When medics arrived on the scene, they continued resuscitation efforts for approximately 45 minutes until McClure regained a pulse and blood pressure.
"She was essentially dead for more than 45 minutes," Boylan said. "Then we finally brought her back."
On Saturday, warm greetings and thank-yous were accompanied by gifts from the Redmond Fire Department to McClure, Kumar and Astavans, including CPR home training kits and a jogger ID tag for McClure.
McClure had no identification on her at the time of the incident, so she was checked in to Evergreen Hospital as a Jane Doe until her family managed to locate her.
Also present at Saturday's reunion were Karen McClure's husband and son, who went out looking for her after she failed to return from her run.
"Dad was worried when mom didn't come back," her son Eric McClure said. "We started to call hospitals in the area looking for her, and finally someone at Evergreen told us there was exactly one person admitted in the last 24 hours who matched mom's description."
At Evergreen, McClure was put on ice to lower her body temperature, decreasing the demand on her heart. She was fitted with a pacemaker just hours after the incident.

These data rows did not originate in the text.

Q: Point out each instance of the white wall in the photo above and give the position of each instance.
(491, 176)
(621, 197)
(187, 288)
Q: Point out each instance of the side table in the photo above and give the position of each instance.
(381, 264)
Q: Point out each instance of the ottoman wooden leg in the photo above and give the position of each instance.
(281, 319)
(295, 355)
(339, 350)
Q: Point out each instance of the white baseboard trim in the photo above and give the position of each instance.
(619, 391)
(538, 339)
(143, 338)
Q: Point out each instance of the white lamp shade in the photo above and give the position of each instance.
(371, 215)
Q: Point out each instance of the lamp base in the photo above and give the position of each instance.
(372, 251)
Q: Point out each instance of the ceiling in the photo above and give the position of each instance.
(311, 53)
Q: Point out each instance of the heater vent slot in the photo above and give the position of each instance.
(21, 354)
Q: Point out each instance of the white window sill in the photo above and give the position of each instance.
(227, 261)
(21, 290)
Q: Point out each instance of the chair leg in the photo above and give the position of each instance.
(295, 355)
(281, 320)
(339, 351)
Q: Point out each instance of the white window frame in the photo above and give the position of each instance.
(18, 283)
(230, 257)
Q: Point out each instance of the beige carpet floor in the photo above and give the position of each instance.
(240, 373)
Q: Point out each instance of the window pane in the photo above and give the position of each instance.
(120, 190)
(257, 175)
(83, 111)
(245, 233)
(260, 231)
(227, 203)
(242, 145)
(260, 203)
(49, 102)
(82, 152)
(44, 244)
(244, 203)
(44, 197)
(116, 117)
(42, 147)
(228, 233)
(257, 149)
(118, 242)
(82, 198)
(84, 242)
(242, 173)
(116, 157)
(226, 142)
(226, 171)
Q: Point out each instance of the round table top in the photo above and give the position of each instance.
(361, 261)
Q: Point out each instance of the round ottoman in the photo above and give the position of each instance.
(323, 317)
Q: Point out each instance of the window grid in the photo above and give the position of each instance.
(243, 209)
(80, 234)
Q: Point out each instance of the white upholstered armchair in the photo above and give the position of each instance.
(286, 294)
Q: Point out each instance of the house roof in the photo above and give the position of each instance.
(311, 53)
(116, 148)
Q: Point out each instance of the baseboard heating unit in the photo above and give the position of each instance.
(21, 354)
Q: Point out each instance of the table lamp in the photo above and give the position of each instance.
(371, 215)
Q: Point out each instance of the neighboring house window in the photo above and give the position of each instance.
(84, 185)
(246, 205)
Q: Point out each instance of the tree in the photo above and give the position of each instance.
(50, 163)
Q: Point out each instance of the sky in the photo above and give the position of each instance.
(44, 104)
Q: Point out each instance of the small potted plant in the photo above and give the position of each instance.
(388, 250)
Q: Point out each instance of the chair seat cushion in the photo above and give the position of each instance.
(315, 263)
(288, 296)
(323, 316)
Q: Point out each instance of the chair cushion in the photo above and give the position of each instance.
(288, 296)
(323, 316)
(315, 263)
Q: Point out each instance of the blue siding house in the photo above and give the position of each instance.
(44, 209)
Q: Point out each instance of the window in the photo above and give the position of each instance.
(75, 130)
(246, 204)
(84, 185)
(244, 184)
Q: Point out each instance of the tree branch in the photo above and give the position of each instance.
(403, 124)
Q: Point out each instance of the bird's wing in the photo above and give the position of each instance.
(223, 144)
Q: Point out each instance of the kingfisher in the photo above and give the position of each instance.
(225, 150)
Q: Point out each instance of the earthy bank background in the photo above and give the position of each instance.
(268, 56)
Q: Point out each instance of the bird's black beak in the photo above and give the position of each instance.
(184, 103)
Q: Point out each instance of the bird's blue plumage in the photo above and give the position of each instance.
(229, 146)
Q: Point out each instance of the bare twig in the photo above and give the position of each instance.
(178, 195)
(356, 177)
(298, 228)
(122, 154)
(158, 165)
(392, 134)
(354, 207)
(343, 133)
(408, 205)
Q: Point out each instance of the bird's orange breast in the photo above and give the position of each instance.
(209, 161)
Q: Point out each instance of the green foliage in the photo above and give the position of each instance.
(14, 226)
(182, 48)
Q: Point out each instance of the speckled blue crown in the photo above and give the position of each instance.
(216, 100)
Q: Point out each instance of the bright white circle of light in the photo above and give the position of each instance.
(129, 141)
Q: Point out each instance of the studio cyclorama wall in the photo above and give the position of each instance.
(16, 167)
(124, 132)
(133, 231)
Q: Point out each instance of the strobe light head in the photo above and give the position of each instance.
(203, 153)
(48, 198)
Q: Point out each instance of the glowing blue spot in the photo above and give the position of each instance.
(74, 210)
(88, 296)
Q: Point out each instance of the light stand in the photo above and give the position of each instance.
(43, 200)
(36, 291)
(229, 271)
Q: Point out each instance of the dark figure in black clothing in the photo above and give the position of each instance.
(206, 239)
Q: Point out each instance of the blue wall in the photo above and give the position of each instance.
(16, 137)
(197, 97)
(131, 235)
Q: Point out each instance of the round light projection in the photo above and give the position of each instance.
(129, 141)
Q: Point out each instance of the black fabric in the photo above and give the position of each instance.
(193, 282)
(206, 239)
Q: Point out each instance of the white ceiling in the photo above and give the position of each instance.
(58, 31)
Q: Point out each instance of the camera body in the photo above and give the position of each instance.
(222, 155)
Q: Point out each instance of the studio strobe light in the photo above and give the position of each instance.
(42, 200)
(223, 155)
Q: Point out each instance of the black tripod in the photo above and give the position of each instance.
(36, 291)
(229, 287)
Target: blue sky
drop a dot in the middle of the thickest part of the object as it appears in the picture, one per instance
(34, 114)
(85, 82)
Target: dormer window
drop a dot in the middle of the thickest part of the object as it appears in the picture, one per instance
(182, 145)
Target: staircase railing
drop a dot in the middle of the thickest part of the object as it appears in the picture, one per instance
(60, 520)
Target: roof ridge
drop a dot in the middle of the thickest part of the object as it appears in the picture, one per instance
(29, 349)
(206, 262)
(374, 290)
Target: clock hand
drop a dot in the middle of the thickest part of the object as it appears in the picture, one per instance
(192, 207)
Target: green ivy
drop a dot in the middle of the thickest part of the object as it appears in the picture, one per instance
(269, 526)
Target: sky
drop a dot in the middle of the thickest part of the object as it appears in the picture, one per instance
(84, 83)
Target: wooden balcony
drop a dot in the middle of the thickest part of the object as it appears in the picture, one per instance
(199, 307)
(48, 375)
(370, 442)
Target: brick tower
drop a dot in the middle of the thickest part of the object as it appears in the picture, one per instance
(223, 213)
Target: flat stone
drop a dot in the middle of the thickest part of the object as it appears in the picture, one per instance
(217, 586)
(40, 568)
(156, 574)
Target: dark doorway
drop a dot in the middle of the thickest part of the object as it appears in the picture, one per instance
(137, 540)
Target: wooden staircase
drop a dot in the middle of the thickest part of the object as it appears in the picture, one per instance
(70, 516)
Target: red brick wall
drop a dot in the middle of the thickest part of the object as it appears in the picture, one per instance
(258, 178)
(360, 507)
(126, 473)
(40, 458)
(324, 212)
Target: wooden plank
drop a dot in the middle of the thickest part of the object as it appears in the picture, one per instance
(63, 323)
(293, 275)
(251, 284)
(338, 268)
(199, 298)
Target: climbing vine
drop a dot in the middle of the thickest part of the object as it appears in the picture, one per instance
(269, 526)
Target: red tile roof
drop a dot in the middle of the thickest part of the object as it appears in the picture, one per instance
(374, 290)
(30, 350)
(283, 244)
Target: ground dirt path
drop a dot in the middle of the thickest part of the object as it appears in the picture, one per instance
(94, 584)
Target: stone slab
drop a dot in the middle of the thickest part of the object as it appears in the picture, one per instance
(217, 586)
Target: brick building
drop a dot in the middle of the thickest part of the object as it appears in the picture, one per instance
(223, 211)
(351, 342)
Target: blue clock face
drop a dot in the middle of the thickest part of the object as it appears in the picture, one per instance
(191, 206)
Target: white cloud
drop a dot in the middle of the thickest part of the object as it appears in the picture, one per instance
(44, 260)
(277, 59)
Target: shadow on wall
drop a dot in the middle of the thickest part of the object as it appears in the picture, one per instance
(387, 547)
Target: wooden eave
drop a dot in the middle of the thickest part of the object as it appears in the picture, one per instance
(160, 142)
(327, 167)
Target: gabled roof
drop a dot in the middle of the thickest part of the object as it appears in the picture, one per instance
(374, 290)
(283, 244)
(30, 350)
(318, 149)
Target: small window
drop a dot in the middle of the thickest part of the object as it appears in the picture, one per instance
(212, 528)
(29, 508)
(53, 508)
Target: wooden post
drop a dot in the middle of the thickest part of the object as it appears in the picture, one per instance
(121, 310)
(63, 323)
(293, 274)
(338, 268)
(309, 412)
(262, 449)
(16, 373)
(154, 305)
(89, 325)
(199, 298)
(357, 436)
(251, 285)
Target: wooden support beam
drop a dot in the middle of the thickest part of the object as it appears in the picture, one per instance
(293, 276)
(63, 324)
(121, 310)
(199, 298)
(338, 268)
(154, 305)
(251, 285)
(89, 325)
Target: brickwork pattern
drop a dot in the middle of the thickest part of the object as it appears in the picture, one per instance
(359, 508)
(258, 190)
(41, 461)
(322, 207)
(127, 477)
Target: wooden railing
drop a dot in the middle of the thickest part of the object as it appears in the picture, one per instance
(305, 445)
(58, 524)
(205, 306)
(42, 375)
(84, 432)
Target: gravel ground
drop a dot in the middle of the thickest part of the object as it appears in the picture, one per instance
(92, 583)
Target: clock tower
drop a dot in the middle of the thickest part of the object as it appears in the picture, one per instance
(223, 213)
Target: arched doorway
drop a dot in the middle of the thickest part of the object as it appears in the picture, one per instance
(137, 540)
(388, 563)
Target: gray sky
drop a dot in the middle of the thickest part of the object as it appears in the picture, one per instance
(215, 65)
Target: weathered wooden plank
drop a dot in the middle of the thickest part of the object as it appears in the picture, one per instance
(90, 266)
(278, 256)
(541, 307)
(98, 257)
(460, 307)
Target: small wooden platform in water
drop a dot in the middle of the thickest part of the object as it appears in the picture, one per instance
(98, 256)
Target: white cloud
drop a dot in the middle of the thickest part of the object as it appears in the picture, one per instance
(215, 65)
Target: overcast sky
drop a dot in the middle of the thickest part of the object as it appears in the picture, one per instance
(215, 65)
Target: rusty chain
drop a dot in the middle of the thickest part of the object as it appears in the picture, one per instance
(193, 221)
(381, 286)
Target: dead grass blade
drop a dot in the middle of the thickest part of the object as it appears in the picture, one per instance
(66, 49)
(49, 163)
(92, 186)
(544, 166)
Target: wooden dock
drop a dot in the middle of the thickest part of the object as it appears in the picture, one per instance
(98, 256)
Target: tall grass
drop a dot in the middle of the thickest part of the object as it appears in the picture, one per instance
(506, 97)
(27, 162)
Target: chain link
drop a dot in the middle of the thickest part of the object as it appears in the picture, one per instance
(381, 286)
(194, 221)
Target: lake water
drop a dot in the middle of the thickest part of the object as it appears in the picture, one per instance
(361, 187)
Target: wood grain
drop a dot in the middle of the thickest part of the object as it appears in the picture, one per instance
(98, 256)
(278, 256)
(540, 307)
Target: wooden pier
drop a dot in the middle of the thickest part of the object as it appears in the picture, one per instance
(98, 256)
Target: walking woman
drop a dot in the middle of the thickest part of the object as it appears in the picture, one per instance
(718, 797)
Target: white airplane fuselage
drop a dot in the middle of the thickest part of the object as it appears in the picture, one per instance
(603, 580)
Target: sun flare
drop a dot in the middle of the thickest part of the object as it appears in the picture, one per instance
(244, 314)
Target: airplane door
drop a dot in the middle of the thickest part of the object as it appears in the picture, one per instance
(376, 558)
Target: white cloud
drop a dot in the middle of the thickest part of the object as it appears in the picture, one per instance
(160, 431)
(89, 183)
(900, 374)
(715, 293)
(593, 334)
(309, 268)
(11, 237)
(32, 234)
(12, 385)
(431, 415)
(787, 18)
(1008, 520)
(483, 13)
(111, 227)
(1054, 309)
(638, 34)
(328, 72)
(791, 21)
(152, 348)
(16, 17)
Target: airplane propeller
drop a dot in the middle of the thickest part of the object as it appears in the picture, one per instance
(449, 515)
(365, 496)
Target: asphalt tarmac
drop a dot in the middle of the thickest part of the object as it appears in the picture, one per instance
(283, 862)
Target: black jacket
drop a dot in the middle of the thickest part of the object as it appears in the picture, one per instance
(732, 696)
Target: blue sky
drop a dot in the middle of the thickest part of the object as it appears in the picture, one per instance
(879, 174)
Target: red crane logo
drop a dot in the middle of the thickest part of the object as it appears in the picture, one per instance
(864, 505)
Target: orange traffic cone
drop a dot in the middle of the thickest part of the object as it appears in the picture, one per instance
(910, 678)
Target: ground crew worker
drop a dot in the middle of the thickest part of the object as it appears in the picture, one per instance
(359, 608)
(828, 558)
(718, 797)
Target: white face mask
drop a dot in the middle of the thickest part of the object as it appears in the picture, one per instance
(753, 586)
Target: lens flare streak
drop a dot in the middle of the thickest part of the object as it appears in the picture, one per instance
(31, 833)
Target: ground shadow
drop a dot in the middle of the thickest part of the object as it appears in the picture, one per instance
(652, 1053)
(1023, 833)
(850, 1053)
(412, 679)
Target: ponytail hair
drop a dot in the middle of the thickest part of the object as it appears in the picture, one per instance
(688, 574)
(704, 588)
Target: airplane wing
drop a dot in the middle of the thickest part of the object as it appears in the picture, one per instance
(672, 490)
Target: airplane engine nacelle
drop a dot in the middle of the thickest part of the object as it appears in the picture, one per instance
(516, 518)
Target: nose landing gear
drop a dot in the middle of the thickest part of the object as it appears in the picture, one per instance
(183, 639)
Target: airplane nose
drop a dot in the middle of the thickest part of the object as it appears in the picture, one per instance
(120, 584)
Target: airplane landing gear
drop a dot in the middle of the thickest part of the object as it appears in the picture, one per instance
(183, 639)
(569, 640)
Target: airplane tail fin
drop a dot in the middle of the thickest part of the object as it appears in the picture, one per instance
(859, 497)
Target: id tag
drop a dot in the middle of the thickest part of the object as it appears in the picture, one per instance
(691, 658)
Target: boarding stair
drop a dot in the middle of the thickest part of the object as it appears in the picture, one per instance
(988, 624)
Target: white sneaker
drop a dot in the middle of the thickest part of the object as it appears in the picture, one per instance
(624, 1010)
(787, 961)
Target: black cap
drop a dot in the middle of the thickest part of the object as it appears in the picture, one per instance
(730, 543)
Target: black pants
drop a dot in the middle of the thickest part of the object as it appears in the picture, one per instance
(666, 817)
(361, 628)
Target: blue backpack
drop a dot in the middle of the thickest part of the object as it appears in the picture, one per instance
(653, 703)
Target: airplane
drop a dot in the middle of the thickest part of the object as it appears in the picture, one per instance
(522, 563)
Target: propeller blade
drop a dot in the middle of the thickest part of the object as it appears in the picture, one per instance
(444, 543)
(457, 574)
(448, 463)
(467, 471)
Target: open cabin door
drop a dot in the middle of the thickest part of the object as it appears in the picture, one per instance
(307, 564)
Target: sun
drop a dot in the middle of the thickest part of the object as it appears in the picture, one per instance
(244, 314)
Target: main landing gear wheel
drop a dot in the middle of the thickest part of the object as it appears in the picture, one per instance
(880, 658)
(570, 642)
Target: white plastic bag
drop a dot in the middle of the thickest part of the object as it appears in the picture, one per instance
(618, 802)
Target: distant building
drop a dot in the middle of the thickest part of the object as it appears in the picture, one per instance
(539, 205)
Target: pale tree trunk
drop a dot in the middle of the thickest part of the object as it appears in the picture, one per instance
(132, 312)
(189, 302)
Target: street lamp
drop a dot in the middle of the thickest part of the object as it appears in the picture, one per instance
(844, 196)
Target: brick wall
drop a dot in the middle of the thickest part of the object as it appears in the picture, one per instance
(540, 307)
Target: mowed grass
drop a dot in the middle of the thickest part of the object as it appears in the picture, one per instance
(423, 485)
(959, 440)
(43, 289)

McClure had no previous history of heart problems and exercised regularly. She frequently walked and jogged on the Powerline Trail.
Redmond Fire Chief Bob Oliver and other fire department personnel who were at the reunion agreed McClure’s rescue was an excellent success for the King County Medic One program, which dedicates police and fire department resources to teaching people CPR through classes, at home and during emergencies.
"Those two gentlemen (Kumar and Astavans) were very scared," Boylan said. "It's great to see King County citizens taking that kind of initiative."